Select Page

In the beginning, the GPU was intended to send video to the display. Back then, the data flowed primarily in one direction, from CPU to GPU and then to display.

In 2007, NVidia released CUDA, a radical shift. CUDA would allow data to flow from CPU to GPU, processed within GPU, and then returned to CPU. This development would allow the highly parallel advantages of the GPU to perform tasks poorly suited to the CPU’s more serial nature. This was before the Ai trend.

NVidia CUDA logo

Apple followed NVidia in 2009 with OpenCL, a framework with similar intent. Unlike CUDA, OpenCL is open source and compatible with both AMD and NVidia. Apple had a history of switching between AMD / ATI and NVidia graphics in the Mac, so this made a lot of sense. Apple deprecated support for OpenCL in 2014 (macOS 10.14) in favor of Metal.

OpenCL has been essentially the only choice for compute-based software that aims to be cross-platform. Despite being deprecated, macOS can still run it. Windows can run it. Linux can run it. OpenCL still runs on Apple Silicon, AMD, Intel, and NVidia graphics. Is cross-platform reason enough to pick OpenCL for the software of the future?

Yet for NVidia cards, CUDA performance usually beats OpenCL. Combined with superior development tools, CUDA became the preferred platform for code that doesn’t aim to run cross-platform. NVidia cards remain more popular than AMD and have for decades, usually attributed to allegedly superior drivers and other optimizations.

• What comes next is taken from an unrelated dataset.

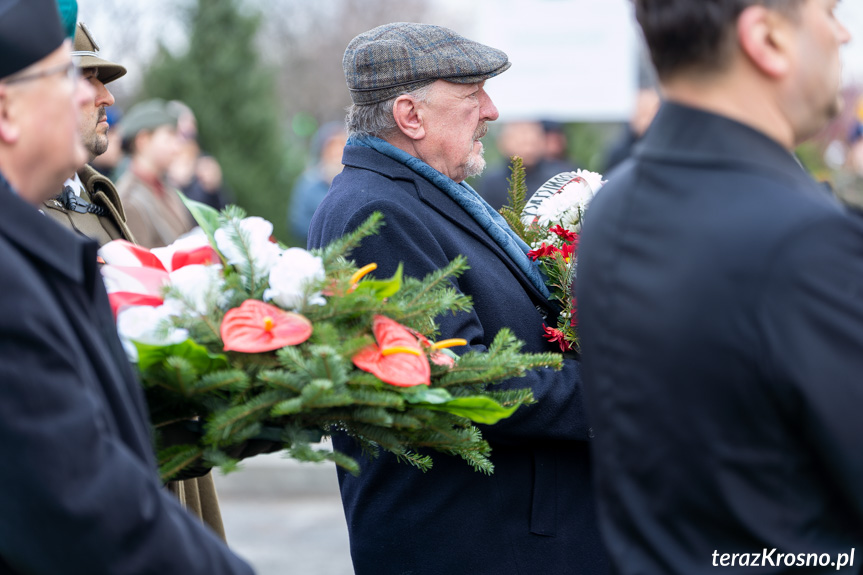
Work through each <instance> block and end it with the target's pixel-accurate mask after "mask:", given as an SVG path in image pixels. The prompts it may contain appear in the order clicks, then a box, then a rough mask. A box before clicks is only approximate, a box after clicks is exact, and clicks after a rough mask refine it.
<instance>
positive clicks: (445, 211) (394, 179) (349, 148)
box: [342, 145, 552, 311]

Apple appeared to part with NVidia in 2013. The last Mac to feature NVidia graphics was the 15″ 2014 MacBook Pro. This change deepened the divide between CUDA and OpenCL. High-end PCs featured more CUDA cores than Macs anyway and this made the PC the preferred platform for CUDA applications even before the split.

AMD knows that CUDA is a competitive advantage for NVidia. In the age of Ai, it’s easy to understand that AMD might want to run CUDA-based applications on AMD hardware to erode that advantage.

ZLUDA seemed like AMD’s big break. This translation layer would allow CUDA applications to run on AMD and Intel dGPUs and broaden compatibility across platforms. AMD even funded these efforts. NVidia was understandably not happy about it.

AMD says its own ROCm compute platform is a priority. Released in 2016, AMD’s compute platform hasn’t had as much time to reach maturity as CUDA. It has faced criticism for poor documentation and is only recently compatible with Windows. We believe Windows support is critical for mainstream adoption of the NPU to help justify the existence of our first ever “Ai PC” build. AMD has promoted the “Ai PC” and NPU in consumer-grade hardware for local inference.

Microsoft wants cross-platform compute, too. The goal of Windows is to support valuable features across as many platforms as possible. That’s part of why it has developed DirectML with language and branding more specific to Ai. This is ideal for consumer applications where the NPU is available and lower latency is required.

ZLUDA is effectively dead, ROCm is new, and DirectML is newer. It will take serious effort, strong hardware and software partnerships, and time to unseat CUDA as the default compute platform. But the supply of NVidia GPUs is challenging. If AMD can leverage hardware and software correctly, it might have a unique opportunity in both data center and consumer hardware and software. We hope for strong competition in both spaces.

Cross-platform solutions are usually best for consumer choice. Proprietary platforms help the corporations that create them, but most users would rather not be bound to a particular platform. Getting developers to switch platforms is not easy, especially since NVidia maintains a massive share of the market in consumer and data center. The success of the NPU depends on software that can run on consumer-grade hardware in addition to servers in a data center.

CUDA is still winning. Most Ai models are optimized to train or infer on CUDA. They run faster there and despite Apple Silicon’s superior idle states, CUDA can be more computationally efficient than OpenCL. This could change, but when?

Full disclosure: Devin owns shares of NVDA and graphics cards from both NVidia and AMD.